Greetings to all of our friends at Kafuro. We were very grateful for the answers you gave to our questions and very pleased that you had some questions for us. Here are the answers we have compiled:

What do you have for lunch?

Mimi says: At Liss Junior School we can either have a school made lunch or we can bring in some food from home. If we have a school made lunch we have to order it on a computer (sometimes we forget!). But, if we have a home-made lunch we put it on our class lunch trolley.

Katherine says: Packed lunches (homemade lunches) sometimes when the weather is nice we sometimes get to eat outside. With our friends. Also school dinners get to have an option that if you want to you can have a picnic lunch and you can sit outside with the packed lunches.

Mimi and Katherine say: For school dinners (school made meals) we have 3 options during late autumn until early spring. Then, during late spring until summer holidays, we have 4 options. The 4th option is school made packed lunch for eating outside.

Mr Stanley adds: Children who bring a packed lunch to school will normally include sandwiches, some fruit or vegetables, a bag of crisps and possibly a small bar of chocolate. Those children who eat school dinners will have meals with include pizza; a roast dinner with (Irish) potatoes or pasta. Chicken, pork and beef are the most popular meats, but goat is slowly growing in popularity.

Who is your president in England?

Lily and Scarlett: There is no president in England, because we have the Queen who is still reigning, but she doesn’t have any real power like the Prime Minister. All the Queen can do is sign papers to say that she agrees to place Government policy into law, but she can’t  say no or refuse to sign the papers.

Mr Stanley adds: The Queen is known as a constitutional monarch because although in theory she is in charge of the country, she has no power. She is a figurehead, but cannot tell the government what to do.

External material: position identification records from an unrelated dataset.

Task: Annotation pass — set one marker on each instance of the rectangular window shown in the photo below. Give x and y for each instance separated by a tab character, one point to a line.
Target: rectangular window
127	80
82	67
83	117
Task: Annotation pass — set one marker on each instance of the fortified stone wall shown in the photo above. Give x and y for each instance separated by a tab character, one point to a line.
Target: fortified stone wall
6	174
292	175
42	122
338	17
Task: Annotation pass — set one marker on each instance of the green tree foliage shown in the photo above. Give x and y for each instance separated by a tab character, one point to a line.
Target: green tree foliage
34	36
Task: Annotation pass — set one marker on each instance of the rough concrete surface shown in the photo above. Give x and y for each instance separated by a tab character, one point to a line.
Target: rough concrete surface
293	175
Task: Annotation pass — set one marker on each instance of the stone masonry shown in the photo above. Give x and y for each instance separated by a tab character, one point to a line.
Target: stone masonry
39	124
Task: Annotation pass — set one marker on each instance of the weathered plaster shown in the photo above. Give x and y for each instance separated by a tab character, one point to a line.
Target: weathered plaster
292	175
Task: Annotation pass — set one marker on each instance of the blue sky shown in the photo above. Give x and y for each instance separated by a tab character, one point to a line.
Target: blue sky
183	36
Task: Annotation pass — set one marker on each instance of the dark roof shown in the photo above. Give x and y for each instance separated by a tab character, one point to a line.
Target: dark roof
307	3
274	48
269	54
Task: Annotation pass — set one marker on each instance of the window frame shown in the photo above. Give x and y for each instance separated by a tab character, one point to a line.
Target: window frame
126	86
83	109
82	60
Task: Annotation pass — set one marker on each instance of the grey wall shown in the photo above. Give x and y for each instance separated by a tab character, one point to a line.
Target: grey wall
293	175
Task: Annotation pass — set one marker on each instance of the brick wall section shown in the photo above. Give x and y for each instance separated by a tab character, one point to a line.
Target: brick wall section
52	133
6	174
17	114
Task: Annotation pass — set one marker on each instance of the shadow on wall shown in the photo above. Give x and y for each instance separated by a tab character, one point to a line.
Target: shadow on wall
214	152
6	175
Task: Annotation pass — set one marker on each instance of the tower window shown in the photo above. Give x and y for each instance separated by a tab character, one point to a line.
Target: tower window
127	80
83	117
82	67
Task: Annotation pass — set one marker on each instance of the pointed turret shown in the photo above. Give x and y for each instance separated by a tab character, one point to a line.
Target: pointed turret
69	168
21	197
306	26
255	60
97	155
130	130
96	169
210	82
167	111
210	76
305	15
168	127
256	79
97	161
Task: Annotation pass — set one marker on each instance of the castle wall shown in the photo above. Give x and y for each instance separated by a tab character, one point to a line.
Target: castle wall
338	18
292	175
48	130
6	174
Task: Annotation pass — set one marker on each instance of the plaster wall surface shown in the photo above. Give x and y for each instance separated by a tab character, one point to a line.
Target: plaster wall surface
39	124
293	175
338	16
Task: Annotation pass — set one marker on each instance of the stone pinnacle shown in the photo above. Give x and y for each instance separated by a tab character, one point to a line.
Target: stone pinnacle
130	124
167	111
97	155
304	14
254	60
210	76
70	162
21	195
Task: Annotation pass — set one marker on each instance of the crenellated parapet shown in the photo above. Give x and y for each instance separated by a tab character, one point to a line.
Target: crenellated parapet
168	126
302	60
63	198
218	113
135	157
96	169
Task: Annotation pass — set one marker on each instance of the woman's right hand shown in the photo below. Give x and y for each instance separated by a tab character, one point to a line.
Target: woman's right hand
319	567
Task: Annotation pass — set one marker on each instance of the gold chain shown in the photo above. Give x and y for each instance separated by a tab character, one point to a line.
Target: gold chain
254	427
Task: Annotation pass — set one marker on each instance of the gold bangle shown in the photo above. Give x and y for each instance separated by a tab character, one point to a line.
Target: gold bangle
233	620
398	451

When you misbehave at school what does your headteacher do to you?

Freddie and Harrison write: If we are naughty the headteacher will look at us and give us a warning. The next time we misbehave, we are sent out of class for five minutes to think about our behaviour. If we misbehave again we are sent out of class for the rest of the lesson and we have to do a really boring work pack. If we get sent out of class twice in a week we have to have an internal exclusion where we spend a whole morning working outside the headteacher’s office.

Mr Stanley says: The children in Rowan Class are very well behaved so it is very rare that anyone gets into trouble. We like to focus on rewarding children for good work and behaviour. However, children know that if they do misbehave there will be immediate consequences.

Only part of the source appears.